1. what type of elevator is this application?
freight elevator, human passenger elevator, or both?

i would check your local codes !
if people are to travel on the elevator, i do not believe a plc is allowed.
it must be redundant relay controls.
but, that was years ago.
You will still need safety, engineering, and maintenance to do a risk assessment. if it falls, questions will be asked and you will need the answers.
regards,
james

 

[James Mcquade]

my apologies to all, i was on a quick break and did not notice the number of posts and also unaware this is a homework assignment.

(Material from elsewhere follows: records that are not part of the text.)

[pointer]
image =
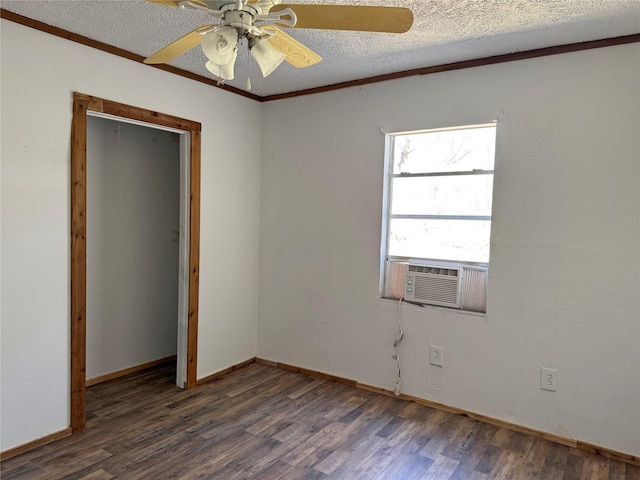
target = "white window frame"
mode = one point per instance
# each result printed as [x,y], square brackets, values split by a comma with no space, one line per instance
[387,216]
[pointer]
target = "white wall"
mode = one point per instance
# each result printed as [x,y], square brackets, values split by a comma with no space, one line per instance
[36,131]
[564,286]
[133,206]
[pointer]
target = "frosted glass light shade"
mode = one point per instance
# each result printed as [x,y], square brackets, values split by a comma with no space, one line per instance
[225,72]
[220,45]
[267,56]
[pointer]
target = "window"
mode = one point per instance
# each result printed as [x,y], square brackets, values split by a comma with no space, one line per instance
[438,212]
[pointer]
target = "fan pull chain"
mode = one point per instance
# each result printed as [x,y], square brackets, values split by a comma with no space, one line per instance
[248,67]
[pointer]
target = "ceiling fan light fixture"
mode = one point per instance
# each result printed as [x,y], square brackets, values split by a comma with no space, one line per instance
[268,57]
[220,45]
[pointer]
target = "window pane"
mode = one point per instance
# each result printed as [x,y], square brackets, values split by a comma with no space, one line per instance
[457,195]
[445,151]
[459,240]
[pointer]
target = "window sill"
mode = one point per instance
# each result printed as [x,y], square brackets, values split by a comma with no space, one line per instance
[453,311]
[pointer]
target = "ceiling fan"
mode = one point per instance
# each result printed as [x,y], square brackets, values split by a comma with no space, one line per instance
[258,23]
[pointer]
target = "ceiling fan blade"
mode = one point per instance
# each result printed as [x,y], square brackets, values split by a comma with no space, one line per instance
[298,55]
[177,48]
[175,3]
[350,17]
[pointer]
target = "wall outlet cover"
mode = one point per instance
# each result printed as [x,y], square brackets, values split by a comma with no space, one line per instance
[436,355]
[548,379]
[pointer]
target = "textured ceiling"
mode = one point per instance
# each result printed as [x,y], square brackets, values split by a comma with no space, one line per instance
[444,31]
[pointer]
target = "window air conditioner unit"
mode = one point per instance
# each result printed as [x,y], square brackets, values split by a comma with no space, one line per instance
[435,285]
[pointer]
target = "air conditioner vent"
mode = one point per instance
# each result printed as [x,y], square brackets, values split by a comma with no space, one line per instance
[454,272]
[435,285]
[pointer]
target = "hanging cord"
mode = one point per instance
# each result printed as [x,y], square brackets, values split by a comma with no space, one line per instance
[396,355]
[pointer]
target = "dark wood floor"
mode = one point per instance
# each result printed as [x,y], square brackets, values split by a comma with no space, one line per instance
[262,422]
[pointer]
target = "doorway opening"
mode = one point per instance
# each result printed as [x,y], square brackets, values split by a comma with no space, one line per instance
[83,106]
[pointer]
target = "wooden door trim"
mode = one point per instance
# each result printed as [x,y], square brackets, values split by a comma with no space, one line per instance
[81,105]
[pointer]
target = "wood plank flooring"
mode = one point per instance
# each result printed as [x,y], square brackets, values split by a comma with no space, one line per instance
[261,422]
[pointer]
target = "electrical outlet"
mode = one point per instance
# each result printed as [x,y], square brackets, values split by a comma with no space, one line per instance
[436,356]
[548,379]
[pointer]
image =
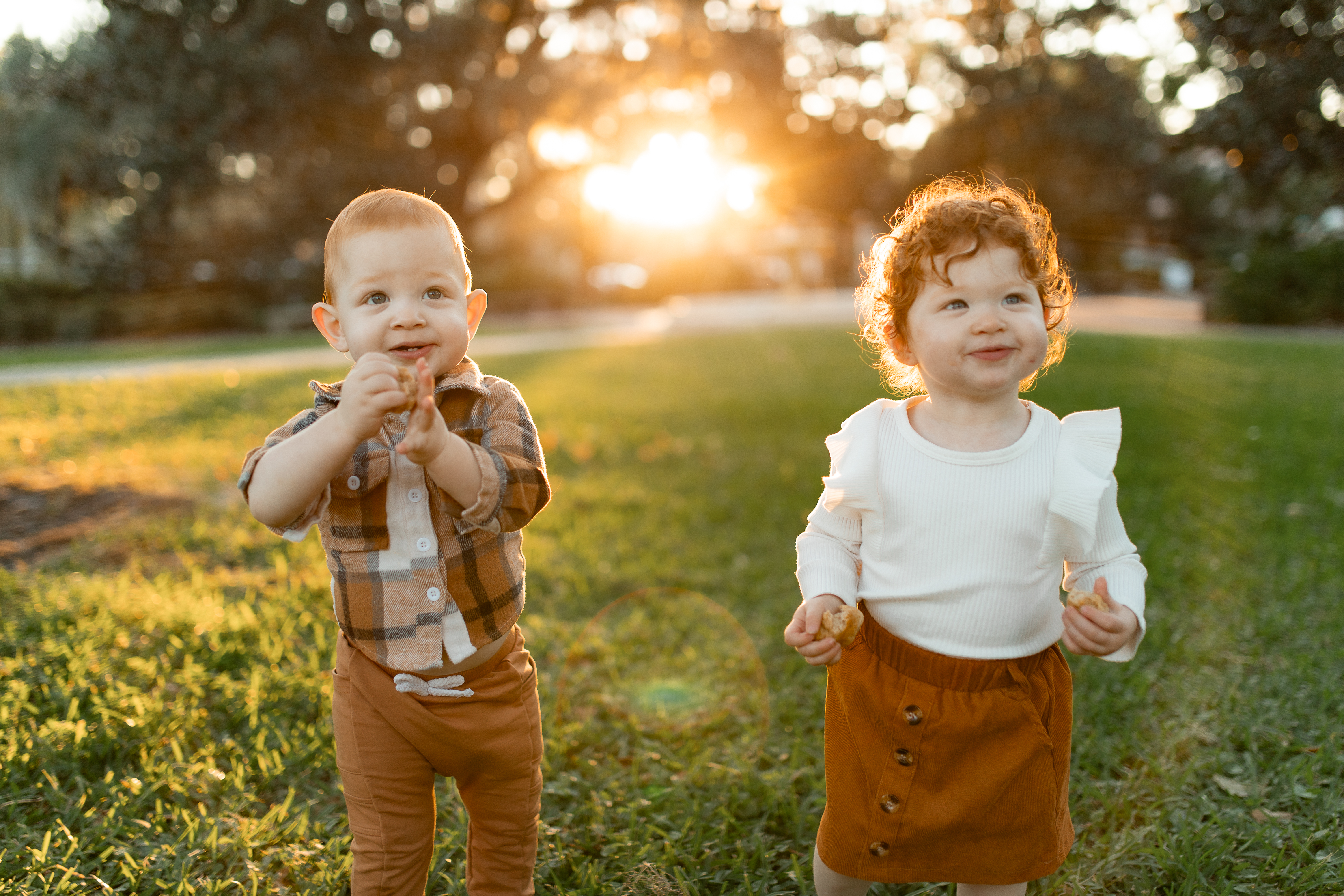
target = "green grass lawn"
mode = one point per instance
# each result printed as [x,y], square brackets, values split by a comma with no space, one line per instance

i was asked many years ago to do this exact job for a customer.
we looked into the requirements and passed on the job.
regards,
james

 

[parky]

James is correct, it is unlikely that a PLC will have the required approval as we have already said that positive guided relays are a must even with modern controls (Microprocessor controlled), a couple of years ago I helped install new controls in existing lifts with the supplier engineer.
I know this is just an assignment but a few things come to mind, it is not mentioned & I have not looked at the codes posted in detail but there is no mention of up & down buttons in any system that has more than two floors the intermediate floors will need two call buttons i.e. up or down.
Also if someone was to call a floor from an intermediate floor then if the lift was travelling up & they wanted down & the original call was to a floor above then it will not stop until it has reached the floor above, then travel down to the calling floor, in other words, if travelling up & a down floor is required, it will go to the first selected floor.